Mul! allocates for custom struct which is a subtype of AbstractMatrix

I am trying to write an efficient matricization function following Kolda’s and Bader’s work on “Tensor Decompositions and Applications”. The struct I have is non-allocating when initialized as it is basically a lazy view of the array provided. Here is my implementation.
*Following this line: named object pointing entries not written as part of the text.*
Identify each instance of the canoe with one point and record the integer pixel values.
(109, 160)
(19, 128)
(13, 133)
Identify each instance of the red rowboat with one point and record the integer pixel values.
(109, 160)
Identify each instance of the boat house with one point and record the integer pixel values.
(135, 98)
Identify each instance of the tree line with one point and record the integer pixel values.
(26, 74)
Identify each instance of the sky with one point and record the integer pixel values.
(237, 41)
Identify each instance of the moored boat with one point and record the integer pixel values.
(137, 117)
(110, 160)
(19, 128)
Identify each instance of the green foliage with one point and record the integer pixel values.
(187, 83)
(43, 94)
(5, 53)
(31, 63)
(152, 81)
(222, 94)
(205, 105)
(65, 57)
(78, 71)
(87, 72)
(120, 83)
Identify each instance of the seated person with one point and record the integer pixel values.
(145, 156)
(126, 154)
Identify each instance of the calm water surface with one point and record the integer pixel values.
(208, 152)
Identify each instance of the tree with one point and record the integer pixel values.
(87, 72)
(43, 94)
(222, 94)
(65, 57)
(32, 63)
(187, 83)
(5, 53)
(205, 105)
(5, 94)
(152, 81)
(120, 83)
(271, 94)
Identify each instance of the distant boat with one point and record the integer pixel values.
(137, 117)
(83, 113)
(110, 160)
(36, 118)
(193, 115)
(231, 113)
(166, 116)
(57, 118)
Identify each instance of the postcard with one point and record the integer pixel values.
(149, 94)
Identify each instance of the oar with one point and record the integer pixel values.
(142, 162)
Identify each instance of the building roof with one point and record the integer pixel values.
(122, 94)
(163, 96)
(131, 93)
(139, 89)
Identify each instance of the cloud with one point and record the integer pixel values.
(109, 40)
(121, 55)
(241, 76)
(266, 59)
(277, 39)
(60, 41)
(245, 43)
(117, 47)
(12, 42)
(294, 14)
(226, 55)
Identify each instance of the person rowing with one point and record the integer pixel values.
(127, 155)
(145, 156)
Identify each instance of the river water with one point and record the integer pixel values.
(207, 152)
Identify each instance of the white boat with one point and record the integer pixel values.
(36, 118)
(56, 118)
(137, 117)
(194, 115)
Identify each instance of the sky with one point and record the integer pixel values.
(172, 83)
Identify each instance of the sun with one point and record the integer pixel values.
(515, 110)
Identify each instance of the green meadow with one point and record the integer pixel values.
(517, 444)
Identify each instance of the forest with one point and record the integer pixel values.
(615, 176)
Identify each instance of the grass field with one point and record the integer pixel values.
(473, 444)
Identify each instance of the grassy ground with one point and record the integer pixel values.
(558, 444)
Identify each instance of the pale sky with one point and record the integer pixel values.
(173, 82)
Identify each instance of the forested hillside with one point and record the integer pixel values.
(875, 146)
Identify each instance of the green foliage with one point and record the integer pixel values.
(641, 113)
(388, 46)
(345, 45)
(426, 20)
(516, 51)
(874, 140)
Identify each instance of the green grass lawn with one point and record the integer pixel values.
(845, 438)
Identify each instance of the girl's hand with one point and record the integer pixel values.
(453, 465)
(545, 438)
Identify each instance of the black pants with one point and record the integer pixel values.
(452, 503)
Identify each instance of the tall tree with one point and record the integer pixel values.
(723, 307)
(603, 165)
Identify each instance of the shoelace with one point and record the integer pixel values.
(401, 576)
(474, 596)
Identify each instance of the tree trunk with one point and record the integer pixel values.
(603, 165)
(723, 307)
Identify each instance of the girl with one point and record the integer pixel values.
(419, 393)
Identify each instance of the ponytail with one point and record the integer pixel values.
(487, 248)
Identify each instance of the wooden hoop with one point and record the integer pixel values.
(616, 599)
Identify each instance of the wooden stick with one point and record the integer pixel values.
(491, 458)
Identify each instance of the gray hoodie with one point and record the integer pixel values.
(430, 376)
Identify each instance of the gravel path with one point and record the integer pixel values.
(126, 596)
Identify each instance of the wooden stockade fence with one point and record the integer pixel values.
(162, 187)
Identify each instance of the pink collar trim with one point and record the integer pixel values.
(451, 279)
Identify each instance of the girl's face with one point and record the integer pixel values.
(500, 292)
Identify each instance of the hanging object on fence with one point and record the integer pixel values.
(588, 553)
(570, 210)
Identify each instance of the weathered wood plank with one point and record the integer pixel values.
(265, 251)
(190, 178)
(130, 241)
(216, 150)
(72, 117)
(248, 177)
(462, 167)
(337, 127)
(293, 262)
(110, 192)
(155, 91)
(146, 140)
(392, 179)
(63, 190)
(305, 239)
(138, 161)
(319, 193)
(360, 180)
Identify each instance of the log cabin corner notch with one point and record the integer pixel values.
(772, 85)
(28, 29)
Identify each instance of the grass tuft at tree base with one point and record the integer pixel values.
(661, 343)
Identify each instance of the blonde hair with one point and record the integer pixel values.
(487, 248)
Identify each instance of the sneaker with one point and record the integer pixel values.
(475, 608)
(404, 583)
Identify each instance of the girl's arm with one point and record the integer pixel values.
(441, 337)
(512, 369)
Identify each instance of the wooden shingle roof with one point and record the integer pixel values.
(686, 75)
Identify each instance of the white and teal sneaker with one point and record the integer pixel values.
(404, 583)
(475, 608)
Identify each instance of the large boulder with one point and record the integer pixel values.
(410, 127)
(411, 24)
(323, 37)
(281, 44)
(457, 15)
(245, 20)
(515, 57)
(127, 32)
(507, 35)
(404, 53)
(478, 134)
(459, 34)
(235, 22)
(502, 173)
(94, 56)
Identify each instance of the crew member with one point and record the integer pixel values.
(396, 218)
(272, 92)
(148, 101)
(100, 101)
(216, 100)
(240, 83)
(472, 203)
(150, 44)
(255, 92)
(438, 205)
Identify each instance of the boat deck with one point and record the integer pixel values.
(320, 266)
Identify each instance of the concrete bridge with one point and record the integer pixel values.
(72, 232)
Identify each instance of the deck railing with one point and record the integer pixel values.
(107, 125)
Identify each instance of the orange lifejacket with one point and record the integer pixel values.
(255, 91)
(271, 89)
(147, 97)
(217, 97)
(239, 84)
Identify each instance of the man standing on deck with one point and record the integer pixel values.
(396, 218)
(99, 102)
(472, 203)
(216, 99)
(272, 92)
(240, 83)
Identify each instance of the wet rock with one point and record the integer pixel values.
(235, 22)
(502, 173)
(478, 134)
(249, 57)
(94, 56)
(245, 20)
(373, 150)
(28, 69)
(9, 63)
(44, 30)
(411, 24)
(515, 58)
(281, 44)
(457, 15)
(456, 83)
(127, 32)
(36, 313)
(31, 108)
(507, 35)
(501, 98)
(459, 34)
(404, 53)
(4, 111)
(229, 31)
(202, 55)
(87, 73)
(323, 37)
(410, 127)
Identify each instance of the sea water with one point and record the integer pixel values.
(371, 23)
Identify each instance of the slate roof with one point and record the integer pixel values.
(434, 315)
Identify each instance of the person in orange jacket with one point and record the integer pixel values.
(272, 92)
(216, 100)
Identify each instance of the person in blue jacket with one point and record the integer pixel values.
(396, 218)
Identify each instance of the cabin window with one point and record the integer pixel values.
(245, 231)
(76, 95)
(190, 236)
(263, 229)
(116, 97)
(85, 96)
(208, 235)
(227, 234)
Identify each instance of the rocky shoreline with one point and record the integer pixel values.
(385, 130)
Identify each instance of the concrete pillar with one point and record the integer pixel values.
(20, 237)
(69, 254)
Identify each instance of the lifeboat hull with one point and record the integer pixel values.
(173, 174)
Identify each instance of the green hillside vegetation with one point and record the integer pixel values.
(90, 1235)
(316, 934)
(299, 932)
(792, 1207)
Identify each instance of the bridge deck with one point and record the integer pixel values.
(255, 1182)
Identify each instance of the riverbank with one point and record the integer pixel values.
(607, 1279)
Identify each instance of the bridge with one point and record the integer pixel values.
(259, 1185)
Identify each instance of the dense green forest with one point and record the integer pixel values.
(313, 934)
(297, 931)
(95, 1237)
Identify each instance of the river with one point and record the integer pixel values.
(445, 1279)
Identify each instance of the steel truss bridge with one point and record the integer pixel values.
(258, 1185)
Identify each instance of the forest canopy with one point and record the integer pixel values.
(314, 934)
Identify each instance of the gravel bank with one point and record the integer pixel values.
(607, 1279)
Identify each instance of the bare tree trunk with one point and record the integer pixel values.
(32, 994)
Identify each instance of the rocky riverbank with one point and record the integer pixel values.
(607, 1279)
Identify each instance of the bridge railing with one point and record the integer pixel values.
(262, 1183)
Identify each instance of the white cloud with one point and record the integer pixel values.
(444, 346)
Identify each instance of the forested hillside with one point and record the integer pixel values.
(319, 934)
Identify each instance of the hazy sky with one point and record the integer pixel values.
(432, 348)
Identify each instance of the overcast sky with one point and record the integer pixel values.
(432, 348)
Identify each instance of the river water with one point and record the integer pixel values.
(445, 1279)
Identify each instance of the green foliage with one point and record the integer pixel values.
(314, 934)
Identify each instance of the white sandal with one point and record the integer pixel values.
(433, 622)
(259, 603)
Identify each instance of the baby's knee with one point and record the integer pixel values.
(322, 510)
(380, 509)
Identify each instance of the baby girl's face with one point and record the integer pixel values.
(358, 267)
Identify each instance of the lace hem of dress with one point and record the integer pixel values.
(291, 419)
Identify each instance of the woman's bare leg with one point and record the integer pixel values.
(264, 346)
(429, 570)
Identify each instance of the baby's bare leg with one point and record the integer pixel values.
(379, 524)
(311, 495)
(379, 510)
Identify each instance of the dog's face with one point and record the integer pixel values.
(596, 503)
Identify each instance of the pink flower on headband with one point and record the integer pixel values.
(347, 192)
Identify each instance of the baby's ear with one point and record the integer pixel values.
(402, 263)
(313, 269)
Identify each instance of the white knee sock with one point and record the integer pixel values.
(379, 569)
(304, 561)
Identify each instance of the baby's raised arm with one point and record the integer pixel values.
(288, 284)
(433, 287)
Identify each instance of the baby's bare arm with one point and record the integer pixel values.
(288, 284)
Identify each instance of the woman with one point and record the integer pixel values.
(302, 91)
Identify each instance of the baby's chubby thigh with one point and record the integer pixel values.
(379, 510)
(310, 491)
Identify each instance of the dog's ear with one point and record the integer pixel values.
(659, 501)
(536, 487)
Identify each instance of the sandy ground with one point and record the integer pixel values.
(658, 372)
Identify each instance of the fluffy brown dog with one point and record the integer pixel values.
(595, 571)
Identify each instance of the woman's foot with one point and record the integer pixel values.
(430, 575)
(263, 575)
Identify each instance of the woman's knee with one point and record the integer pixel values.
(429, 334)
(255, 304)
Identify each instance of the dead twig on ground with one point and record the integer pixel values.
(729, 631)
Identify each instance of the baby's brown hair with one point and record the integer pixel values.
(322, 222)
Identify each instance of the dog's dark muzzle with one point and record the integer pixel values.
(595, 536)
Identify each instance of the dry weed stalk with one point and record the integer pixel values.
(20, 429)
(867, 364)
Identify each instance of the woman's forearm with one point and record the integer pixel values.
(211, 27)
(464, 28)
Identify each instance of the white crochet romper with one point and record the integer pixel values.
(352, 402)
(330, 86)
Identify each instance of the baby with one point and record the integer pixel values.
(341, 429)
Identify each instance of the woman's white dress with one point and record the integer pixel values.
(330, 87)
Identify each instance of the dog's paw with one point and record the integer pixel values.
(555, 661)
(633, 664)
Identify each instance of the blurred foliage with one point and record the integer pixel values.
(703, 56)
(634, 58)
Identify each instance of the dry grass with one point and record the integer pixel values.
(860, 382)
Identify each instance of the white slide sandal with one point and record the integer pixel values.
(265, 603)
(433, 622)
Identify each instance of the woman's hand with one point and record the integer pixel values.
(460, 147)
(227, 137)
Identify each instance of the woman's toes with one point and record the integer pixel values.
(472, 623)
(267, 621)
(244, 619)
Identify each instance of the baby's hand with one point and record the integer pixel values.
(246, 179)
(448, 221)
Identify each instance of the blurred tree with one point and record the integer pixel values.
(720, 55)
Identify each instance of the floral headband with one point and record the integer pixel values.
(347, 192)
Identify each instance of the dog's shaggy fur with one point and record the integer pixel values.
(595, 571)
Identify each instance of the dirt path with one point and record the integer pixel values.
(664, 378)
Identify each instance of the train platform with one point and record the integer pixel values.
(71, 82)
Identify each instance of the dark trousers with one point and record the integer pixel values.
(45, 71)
# Inserts the mode‑n index into a tuple of non‑n indices.
@inline function _insert_index(nonmode_idx::NTuple{M,Int}, i::Int, n::Int) where {M}
    N = M + 1
    return @inbounds ntuple(k -> k == n ? i : (k < n ? nonmode_idx[k] : nonmode_idx[k-1]), N)
end

@inline function _tuple_prod(nonmode_dims::NTuple{M,Int}, n::Int) where {M}
    s = 1
    @inbounds for i in 1:n
        s *= nonmode_dims[i]
    end
    return s
end

# --- Definition of ModeNMatrix ---

"""
    struct ModeNMatrix{T, N, M, A<:AbstractArray{T,N}} <: AbstractMatrix{T}

A lazy view that matricizes an N‑dimensional tensor `X` along mode `n`
without copying data. The resulting matrix has size
  (dims[n], (∏dims)/dims[n])
where `dims` are the dimensions of the original tensor.
The fields `nonmode` and `col_strides` are stored as NTuples (length M = N-1)
to avoid heap allocations.
"""
struct ModeNMatrix{T, N, M, A<:AbstractArray{T,N}} <: AbstractMatrix{T}
    X::A                         # The original tensor.
    n::Int                       # The mode along which we matricize.
    dims::NTuple{N,Int}          # The dimensions of the original tensor.
    nonmode::NTuple{M,Int}       # The modes other than n.
    col_strides::NTuple{M,Int}   # Precomputed strides for the non‑n modes.
end

"""
    ModeNMatrix(X::AbstractArray{T,N}, n::Int)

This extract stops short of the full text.